Electrical bar heater

Electric heating, what are my options?

There are many different types of heaters and heating systems. But choosing the right heater for your needs can be difficult and confusing. When choosing a heater, it’s important to weigh up when and how you will be using it, how big the room is, how cost-effective it is to run, and of course the initial outlay.

 As a rule of thumb, the higher a heater’s wattage, the more heat it will produce. Choose a heater with enough wattage to heat up your room within a reasonable timeframe. The table below gives a rough guide. The maximum available wattage of plug-in electric heaters is 2400 Watts.

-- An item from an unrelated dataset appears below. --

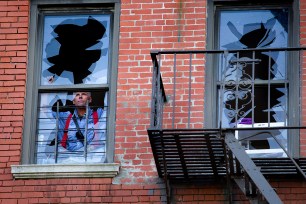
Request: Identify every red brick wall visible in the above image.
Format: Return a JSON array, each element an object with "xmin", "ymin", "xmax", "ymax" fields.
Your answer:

Let’s break down the different types of heaters:

All electric heaters are equally efficient, that is, they all convert the electricity they consume into useful heat. Having said that, choosing the right type of heater for the right use and room is important to get the full benefit of all of the heat (or electricity) you’re actually paying for.

Flat-panel heaters

Despite them being promoted as ‘cheap to run’, they in fact produce very little heat. Certainly not enough to heat up a sizeable room to a comfortable temperature. They can be seen as safe and kids can’t burn themselves, but this low heat output also means it takes a looooong time to heat up the room. We would recommend them for heating very small rooms, like bathrooms.

Oil column heaters

Convection and oil column heaters mostly heat air rather than surfaces. The hot air rises and then slowly circulates around the room, providing background warmth. Oil-column heaters also provide some radiant heat. They can take a while to heat up a cold room. Some of them come with an in-built fan to mix the air more effectively but often aren’t as effective as simple fan heaters at doing this. We recommend oil heaters to use in bedrooms overnight on the coldest of winter nights. They can dry the air out so for kids (or adults for that matter!) with colds and flu, it is best coupled with a humidifier to get some moisture circulating into the air.

Radiant bar heaters

These heaters have glowing elements and a reflector and work by heating objects and people, as opposed to heating the air in a room. They can make a small room toasty warm quickly and come as free-standing or wall mounted. They are good for rooms with high ceilings, and large rooms where you only need to heat one area of the room. We recommend them for instant heat and definitely not for bedrooms where they can be dangerous if on when you are asleep.
These mainly heat objects and people rather than air in a room and are available as either free-standing, wall or high-wall-mounted models.

Fan heaters

Fan heaters can be noisy, but distribute heated air around your room rather than letting it form a layer of hot air below the ceiling. Fan heaters can boost convection heaters – providing additional heat and distributing the heated air more evenly, so your room feels warm quicker. The bigger the fan, the better the heated air will mix around the room and they provide instant warmth for smaller rooms.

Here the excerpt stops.